Он объясняет нам, что в Советской стране вскоре все трудоемкие работы будут производиться по-новому. Так, например, раньше сотни горняков затрачивали огромный труд для разработки железных рудников, а теперь взрывают склон горы, а затем железную руду нагружают на самосвалы, и они везут ее прямо в литейный цех. Несколько шоферов — словно специалисты, сидящие у пультов,— заменяют множество горняков, работавших в труднейших условиях. Аналогичные методы применяются на некоторых угольных шахтах, где разработку можно вести открытым способом. Как известно, в Советском Союзе уже существуют целые автоматические заводы, на них, вместо многих десятков рабочих, трудится теперь лишь несколько человек, сидящих у пульта управления; они — своего рода инженеры. Если бы у нас происходило нечто подобное, это привело бы к тому, что тысячи трудящихся стали бы безработными или вынуждены были бы искать себе работу в других отраслях промышленности, образуя тем самым резервную массу, которую предприниматели используют для того, чтобы душить работающих, притеснять их и удерживать заработную плату на низком уровне. А в Советском Союзе каждый человек, освобожденный машиной, без труда приобретает новую специальность, умножая ряды тех, кто учится. Таким образом, рабочий класс выдвигает все новые и новые технические кадры, необходимые для безграничного развития промышленности, и рабочие постепенно превращаются в инженеров.

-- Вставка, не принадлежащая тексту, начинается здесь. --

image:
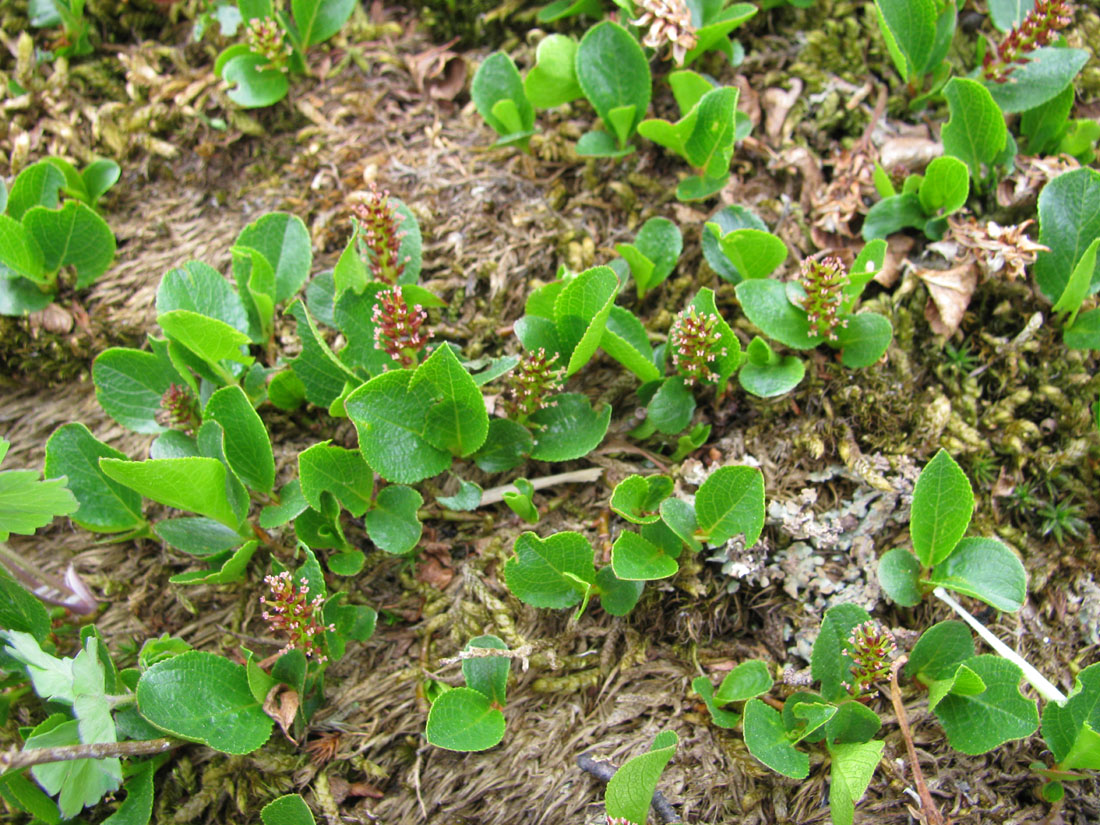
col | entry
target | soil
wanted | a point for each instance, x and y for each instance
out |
(496, 223)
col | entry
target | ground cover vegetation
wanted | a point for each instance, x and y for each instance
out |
(288, 488)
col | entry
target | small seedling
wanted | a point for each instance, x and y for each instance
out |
(472, 717)
(47, 224)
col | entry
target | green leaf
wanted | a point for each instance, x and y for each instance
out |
(635, 559)
(20, 252)
(766, 304)
(710, 145)
(253, 81)
(204, 697)
(978, 723)
(754, 253)
(393, 524)
(730, 502)
(672, 406)
(569, 428)
(851, 723)
(945, 186)
(1070, 729)
(680, 518)
(900, 576)
(79, 782)
(766, 738)
(943, 503)
(630, 790)
(617, 596)
(200, 288)
(28, 503)
(288, 810)
(106, 506)
(975, 133)
(747, 680)
(327, 469)
(248, 444)
(581, 311)
(505, 446)
(637, 498)
(552, 80)
(497, 80)
(853, 767)
(99, 176)
(318, 20)
(829, 662)
(457, 420)
(985, 569)
(914, 28)
(613, 73)
(767, 374)
(938, 652)
(73, 235)
(543, 572)
(490, 674)
(723, 718)
(197, 485)
(22, 612)
(284, 241)
(391, 415)
(864, 340)
(625, 339)
(1047, 72)
(130, 385)
(322, 375)
(208, 338)
(464, 719)
(1069, 222)
(1079, 284)
(892, 215)
(653, 253)
(197, 536)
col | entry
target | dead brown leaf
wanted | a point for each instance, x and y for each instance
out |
(438, 72)
(282, 705)
(949, 293)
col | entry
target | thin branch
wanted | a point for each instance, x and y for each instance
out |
(493, 495)
(14, 759)
(1036, 680)
(926, 802)
(604, 771)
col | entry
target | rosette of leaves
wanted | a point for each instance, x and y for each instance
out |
(472, 718)
(178, 695)
(48, 224)
(209, 328)
(259, 69)
(835, 715)
(564, 322)
(729, 503)
(703, 350)
(704, 136)
(1067, 274)
(977, 699)
(923, 202)
(982, 568)
(782, 310)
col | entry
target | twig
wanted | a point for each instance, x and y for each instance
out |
(1036, 680)
(926, 802)
(604, 771)
(493, 495)
(13, 759)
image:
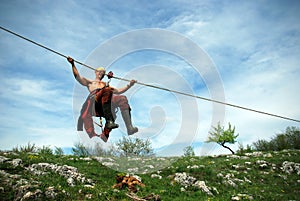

Это явление характерно для периода, который переживает Советская страна, — для периода перехода от социализма к коммунизму. Пока Морис говорит, я вспоминаю, что видел повсюду — и в Москве и на соседнем аэродроме — одну и ту же фразу, написанную на плакатах и транспарантах: «…уничтожения противоположности между трудом умственным и трудом физическим можно добиться лишь на базе подъема культурно-технического уровня рабочего класса до уровня работников инженерно-технического труда» (Сталин)… Морис объясняет нам смысл этой фразы, он объясняет нам это великое начинание, и становится понятным, что лесозащитные полосы, каналы, искусственные моря — лишь простые этапы: речь идет о превращении всего рабочего класса в новую многочисленную интеллигенцию. Это походит на мечту, но пока Морис говорит, я вспоминаю, как он сам, пользуясь скромными средствами, имевшимися в его распоряжении, преобразовал некогда нашу партию, и говорю себе, что нет ничего невозможного для коммунистов, когда ими руководит талантливый человек. И еще долго фраза Сталина звучит в моем сознании: «…уничтожения противоположности между трудом умственным и трудом физическим…»
Эта противоположность исчезла в Морисе Торезе, сыне горняков, горняке… борце за рабочее дело… Да, в нем можно видеть прообраз человека будущего! Никакие духовные интересы ему не чужды. Между прочим, он говорит мне, как ему понравился «Джимми», роман Пьера Куртада, и как он радовался этому шагу вперед в творчестве нашего товарища. Морис с огромным вниманием читает статьи, опубликованные в «Нувель критик», и говорит, что этот журнал — удача нашей партии. Я спрашиваю, могу ли я передать его слова по возвращении во Францию. «Я говорю их тебе именно для того, чтобы ты их повторил,— отвечает Морис.— Я прошу тебя повторить их… многие молодые люди в журнале борются, находясь на позициях нашей партии, и это хорошо…» Мы обсуждаем статью, помещенную в журнале «Пансе», мы беседуем о «Летр франсез» — Морис регулярно читает это издание. Он спрашивает у меня новости о Пикассо, о Жолио, о Фужероне. Он требует, чтобы я подробно рассказал ему обо всем, что связано с Осенним салоном. Не помню уже, каким образом речь заходит о Поле Лафарге, о его литературных суждениях. Известно, что зять Маркса обычно рассматривается, как один из первых французских марксистов, однако Морис не во всем признает его авторитет: так, он критически относится к резким суждениям Лафарга о Гюго и Золя.
Морис Торез далеко не все принимает в Золя, но он не согласен с Лафаргом, который раз и навсегда отбрасывает автора «Жерминаля» в лагерь буржуазии. Что касается Гюго, то здесь он высказывается еще более решительно. Он возмущается, словно сведением личных счетов, той расправой над Гюго, которую учинил Лафарг. Известно, как сильно Морис Торез любит Виктора Гюго, он любит в нем национальный характер. Он любит в нем человека, воспевавшего свет, поэта прогресса. Те, кто читал книгу Тореза «Сын народа», помнят, какое место занимают «Отверженные» в умственном развитии Мориса.